In the early 1910s, Manhattan city planners launched a project to expand Seventh Avenue and build a new subway line that ran through the West Village. This involved tearing down more than 250 edifices in the area, including a five-story apartment building known as the Voorhis.
It was owned by a landlord named David Hess, who tried and failed to keep his property from falling victim to the city’s eminent domain claim. The Voorhis was demolished around 1913, and the plot became part of the road above the underground railway—all except for about 500 square inches.
That tiny triangle escaped unscathed, and Hess’s family fought hard to hang onto it (Hess himself had passed away). This time, they won. In 1922, the Hess estate carried out an act that would become one of the most memorable moments in the history of spite.
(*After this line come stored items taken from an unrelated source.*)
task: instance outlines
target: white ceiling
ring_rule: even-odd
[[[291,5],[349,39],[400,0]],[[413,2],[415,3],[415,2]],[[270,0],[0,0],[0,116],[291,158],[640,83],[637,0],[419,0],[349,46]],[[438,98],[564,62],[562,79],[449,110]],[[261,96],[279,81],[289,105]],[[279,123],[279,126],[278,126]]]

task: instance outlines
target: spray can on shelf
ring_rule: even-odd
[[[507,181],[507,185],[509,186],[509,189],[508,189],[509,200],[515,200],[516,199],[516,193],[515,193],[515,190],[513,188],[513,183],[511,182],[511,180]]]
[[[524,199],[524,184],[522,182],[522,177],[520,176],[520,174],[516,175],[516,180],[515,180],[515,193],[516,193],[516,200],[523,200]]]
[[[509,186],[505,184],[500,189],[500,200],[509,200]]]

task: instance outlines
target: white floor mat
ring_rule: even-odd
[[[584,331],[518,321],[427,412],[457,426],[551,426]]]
They tiled the triangle with a message that read: “Property of the Hess estate which has never been dedicated for public purpose.”
The same year, Village Cigars set up shop in the retail space at 110 Seventh Avenue South, sandwiched between two entrances to the Christopher Street subway station. The so-called “spite triangle” sat directly outside Village Cigars’s door, and the Hess estate ended up selling it to the property owners for $1000 in 1938.
Soon, it’ll be sold again. Village Cigars’s current landlord, Jonathan Posner, is looking to sell the building to focus on his other properties in the area. As Posner told Real Estate Weekly, “this building should be in the hands of a user and/or someone who can re-love it and perhaps is enamored with the idea of owning one of the most famous corners in Manhattan.”
Though Posner is still early in the process of finding a buyer, Real Estate Weekly estimates the listing price will be around $5.5 million. We’re hoping the new owner will appreciate history (and pettiness) enough to leave Hess’s legendary triangle as is.